Police Chief Bernadette DiPino addressed the issue, assuring Meehan that there are indeed officers assigned to the bridge detail, making sure that traffic runs as smoothly as possible. Unfortunately, traffic snarls are inevitable when there are essentially only three ways to get into the resort area.

DiPino also pointed out that continually flushing traffic into town may keep the traffic back up to town at a minimum but would have an adverse affect on the rest of traffic throughout town.

“If we flush traffic in, it stops south- and west-bound traffic, which causes another sector of traffic back up,” DiPino said.

Steady traffic flow into town also affects side-street traffic as well as pedestrian traffic along Baltimore Ave. If there is a steady flow into town along Baltimore Ave., then the ability to cross the road on foot or by car from side streets becomes increasingly more difficult.

DiPino added police have considered the possibility that timing issues with stoplights as well as additional stoplights in West Ocean City may be causing added delays that have not been seen in past summers. The result of this scenario is cars inching forward from one red light only to get caught at the next one. This inevitably causes a hindrance to the traffic flow.

Meehan addressed one Saturday traffic snarl where eight to 10 accidents occurred on Route 50 as well as the Route 50 Bridge shutting down. The traffic backup worsened when the signs coming into town failed to inform drivers to use Route 90 in lieu of Route 50.

DiPino pointed out how effectively the OCPD is at clearing up accidents and directing traffic in town, adding that the officers must work with the Maryland State Police to make sure traffic is moving as effectively on the way in to town.

Meehan suggested that the officers assigned to the bridge detail be more proactive in flagging traffic into town, pointing out that just moving cars along that tend to slow as they enter town can have a huge affect.

Councilman Jay Hancock agreed, adding that moving people in the right-turn lane off the bridge would be beneficial.
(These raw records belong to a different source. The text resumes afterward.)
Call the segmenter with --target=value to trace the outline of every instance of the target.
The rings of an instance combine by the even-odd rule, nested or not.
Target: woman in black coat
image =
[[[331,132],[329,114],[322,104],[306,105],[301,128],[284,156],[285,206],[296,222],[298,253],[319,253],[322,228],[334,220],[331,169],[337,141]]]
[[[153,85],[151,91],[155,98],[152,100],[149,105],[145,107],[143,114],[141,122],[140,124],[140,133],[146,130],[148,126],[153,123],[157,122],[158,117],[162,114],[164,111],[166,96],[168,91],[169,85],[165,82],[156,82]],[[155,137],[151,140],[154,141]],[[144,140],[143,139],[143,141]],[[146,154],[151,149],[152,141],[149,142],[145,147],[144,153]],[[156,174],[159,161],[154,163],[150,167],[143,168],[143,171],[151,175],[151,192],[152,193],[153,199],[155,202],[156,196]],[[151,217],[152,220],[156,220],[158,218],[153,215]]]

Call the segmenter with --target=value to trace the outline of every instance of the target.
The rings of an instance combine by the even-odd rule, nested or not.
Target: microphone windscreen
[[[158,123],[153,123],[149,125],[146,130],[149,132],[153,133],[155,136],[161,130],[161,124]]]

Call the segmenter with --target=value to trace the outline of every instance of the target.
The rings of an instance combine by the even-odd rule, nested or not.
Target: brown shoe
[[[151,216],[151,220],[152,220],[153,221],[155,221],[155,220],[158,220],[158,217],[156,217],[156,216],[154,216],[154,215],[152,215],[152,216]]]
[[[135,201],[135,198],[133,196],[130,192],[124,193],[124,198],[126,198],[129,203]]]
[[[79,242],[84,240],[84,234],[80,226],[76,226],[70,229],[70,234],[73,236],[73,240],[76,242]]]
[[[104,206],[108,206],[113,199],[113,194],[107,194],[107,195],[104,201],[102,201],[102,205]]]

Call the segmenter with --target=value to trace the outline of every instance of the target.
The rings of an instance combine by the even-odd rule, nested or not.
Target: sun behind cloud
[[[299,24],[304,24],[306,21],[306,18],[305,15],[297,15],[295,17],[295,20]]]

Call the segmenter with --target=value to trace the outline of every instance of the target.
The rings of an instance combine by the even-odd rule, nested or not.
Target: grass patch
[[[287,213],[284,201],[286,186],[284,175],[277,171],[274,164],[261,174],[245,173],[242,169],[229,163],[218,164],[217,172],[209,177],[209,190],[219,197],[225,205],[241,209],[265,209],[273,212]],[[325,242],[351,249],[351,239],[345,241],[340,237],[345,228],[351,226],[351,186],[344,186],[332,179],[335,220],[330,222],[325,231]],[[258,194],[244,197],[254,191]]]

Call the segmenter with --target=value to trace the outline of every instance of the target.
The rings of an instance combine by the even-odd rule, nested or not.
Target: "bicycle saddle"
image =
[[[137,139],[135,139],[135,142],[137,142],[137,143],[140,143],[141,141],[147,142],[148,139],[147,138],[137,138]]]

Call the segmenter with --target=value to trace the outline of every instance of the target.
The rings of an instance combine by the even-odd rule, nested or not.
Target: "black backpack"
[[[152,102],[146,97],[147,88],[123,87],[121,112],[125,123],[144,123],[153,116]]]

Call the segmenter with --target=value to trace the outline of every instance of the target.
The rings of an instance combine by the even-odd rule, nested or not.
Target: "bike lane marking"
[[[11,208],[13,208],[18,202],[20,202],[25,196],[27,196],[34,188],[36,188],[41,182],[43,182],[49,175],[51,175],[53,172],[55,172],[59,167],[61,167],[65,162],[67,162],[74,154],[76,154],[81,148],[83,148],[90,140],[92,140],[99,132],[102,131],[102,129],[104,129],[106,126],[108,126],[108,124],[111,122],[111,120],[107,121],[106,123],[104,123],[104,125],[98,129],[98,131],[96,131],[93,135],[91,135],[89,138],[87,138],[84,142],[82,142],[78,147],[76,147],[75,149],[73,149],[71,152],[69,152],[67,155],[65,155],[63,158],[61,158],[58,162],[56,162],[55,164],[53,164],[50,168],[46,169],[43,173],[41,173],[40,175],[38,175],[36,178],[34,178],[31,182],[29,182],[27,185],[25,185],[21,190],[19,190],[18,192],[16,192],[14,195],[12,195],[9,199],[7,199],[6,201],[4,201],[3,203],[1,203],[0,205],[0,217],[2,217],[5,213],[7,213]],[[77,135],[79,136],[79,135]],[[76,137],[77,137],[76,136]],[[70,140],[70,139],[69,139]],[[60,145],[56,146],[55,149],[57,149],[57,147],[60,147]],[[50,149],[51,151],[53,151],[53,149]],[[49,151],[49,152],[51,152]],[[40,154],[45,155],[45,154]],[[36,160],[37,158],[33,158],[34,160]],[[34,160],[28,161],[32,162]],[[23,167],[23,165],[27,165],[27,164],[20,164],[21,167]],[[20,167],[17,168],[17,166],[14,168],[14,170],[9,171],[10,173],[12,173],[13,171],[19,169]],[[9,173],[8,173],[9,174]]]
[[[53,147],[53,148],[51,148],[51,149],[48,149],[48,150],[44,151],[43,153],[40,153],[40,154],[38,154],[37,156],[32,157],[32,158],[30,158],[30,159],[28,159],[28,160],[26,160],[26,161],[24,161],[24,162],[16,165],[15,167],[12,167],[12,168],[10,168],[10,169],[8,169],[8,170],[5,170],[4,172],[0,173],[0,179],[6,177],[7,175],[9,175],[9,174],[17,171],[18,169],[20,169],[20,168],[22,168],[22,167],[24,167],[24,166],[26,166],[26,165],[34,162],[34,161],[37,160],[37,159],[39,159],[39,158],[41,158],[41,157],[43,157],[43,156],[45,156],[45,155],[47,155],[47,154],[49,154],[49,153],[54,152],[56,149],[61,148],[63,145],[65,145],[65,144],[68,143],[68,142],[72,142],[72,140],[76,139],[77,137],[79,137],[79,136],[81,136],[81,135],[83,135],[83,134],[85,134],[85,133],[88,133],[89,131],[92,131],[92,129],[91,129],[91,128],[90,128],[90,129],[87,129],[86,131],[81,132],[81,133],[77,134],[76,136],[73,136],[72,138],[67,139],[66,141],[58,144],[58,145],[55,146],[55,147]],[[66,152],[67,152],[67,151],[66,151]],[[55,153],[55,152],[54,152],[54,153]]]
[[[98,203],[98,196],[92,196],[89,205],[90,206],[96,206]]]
The lane was implemented several years ago to improve the flow of traffic, however motorists often stop, waiting for southbound traffic to cease, unaware that they have their own lane to travel in.

“I think we can always do better,” Meehan said. “We are proactive and we are taking action to make sure we rectify those problems.”

The commission agreed it would be valuable to bring several people together, including the Maryland State Police, at the end of the summer, to have a discussion and make plans for the 2008 summer season.